Home » Blog » Don’t Forget to Use Your Dashboard

Steering-wheel-801994_1920Flying blind causes crashes.  Entrepreneurs often have a weakness for winging it, for managing by the seat of their pants, for flying blind instead of paying regular, disciplined attention to what the performance numbers are signaling about the state of their business’s health.  They don’t look for honest feedback that will give them a clear picture of what’s beginning to go right and what’s beginning to go wrong. 

Imagine if your car didn’t have dashboard instruments.  You would have to guess when you need to add fuel.  You could estimate your speed and hope the police agree with your estimate when you get pulled over.  You wouldn’t have a warning that your engine needs servicing until it needs costly repairs. 

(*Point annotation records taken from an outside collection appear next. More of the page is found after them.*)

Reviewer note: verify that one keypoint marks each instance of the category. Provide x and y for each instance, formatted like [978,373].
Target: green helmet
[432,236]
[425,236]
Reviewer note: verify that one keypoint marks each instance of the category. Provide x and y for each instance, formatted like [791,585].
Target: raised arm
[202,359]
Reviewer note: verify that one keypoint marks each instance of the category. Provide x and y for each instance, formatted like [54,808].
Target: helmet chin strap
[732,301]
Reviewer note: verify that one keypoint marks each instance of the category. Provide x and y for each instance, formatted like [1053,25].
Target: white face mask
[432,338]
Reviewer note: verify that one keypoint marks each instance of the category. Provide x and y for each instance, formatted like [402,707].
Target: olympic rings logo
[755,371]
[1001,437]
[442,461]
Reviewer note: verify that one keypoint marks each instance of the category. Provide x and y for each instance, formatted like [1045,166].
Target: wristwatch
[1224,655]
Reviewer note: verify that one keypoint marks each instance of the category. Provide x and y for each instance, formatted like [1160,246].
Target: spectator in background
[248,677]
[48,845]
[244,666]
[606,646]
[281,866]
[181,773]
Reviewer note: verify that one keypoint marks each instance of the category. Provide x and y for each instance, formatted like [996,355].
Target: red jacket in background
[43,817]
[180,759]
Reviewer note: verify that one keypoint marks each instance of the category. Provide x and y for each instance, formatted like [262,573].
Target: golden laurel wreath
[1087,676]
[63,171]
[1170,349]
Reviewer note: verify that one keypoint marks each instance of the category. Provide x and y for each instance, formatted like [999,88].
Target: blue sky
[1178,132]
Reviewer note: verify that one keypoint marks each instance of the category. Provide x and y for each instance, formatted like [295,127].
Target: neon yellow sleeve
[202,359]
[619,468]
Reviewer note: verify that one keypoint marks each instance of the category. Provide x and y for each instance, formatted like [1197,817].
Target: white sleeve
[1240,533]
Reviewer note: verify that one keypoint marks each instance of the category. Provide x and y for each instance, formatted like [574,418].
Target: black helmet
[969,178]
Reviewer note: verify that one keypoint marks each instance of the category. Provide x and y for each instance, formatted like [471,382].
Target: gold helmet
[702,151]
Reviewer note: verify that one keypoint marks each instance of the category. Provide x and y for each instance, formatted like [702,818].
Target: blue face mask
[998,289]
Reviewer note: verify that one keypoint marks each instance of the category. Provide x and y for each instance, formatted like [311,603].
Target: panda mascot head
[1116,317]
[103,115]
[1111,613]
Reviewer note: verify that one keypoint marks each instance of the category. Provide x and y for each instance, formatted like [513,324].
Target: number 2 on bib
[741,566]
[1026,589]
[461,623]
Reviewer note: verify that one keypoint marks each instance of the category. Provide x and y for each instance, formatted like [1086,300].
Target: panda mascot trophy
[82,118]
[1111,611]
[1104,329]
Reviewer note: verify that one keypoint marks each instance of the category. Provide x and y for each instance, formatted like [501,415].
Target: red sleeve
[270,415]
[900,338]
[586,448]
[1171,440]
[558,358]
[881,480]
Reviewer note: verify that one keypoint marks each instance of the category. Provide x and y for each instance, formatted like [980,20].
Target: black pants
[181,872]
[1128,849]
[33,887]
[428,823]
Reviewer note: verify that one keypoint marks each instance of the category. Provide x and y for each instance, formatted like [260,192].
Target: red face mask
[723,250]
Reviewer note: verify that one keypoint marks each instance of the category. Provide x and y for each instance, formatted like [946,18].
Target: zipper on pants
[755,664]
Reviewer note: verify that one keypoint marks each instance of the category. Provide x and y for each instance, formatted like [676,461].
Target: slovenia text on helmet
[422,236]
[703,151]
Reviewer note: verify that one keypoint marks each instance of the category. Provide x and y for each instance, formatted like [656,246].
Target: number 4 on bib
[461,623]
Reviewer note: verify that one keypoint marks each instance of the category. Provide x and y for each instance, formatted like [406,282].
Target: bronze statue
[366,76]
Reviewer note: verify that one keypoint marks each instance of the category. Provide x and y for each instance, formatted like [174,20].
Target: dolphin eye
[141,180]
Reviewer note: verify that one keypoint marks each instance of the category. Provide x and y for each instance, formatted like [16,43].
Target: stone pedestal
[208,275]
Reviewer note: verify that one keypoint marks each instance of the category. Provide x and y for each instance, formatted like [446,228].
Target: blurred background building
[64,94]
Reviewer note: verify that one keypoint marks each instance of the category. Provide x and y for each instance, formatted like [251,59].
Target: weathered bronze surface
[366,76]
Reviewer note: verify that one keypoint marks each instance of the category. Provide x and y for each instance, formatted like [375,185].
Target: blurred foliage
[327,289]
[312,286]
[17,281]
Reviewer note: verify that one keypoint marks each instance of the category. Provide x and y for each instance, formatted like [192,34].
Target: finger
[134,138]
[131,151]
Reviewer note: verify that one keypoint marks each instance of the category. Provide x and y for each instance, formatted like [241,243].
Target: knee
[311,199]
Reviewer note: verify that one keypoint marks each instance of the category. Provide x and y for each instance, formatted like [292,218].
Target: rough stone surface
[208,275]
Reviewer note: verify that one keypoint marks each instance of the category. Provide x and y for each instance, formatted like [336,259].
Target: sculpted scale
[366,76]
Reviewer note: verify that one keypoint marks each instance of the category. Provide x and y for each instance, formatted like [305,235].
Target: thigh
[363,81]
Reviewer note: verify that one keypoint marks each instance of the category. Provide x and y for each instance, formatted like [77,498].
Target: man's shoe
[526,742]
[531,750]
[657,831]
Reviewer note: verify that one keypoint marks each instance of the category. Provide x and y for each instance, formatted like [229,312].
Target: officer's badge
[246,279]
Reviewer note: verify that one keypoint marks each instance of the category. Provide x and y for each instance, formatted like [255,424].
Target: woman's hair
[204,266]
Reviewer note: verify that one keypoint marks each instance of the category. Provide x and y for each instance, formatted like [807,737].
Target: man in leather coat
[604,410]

A business owner who isn’t getting performance numbers from their business is in pretty much the same situation.  They are just guessing.  They are not able to react to problems while they are small and easy to correct.  They often miss opportunities to increase sales and profits because they don’t know what their most profitable customers and products are. 

Some business owners are simply undisciplined or lazy, and can’t be bothered with the details.  In that case, they deserve to suffer the consequences.  However, it’s usually not willful negligence.  It’s not because they don’t want to check the vital signs.  It’s because they simply don’t know what information they should have or how often they should be getting it.  The information is not easy to get or understand, and is never ready when they need it. 

What reports should you have? I would recommend:

  • A morning report that recaps your daily cash balance, sales, receivables, and payables balances.
  •  A weekly list of customer orders not yet invoiced or delivered.
  •  A weekly report of customers who have past due receivables.  A weekly report of what bills are due next week.
  •  Monthly financials.  Have your CPA ensure that your internal financials are accurate.  You don’t want to be making critical decisions using bad data.
  •   Monthly sales by product.
  •   Monthly sales by customer. 

My most profitable clients understand the importance of not flying blind.  I don’t think that it is an accident that they know their numbers and that they are highly profitable.  Creating a dashboard or improving the one you have should be one of your top priorities for this year.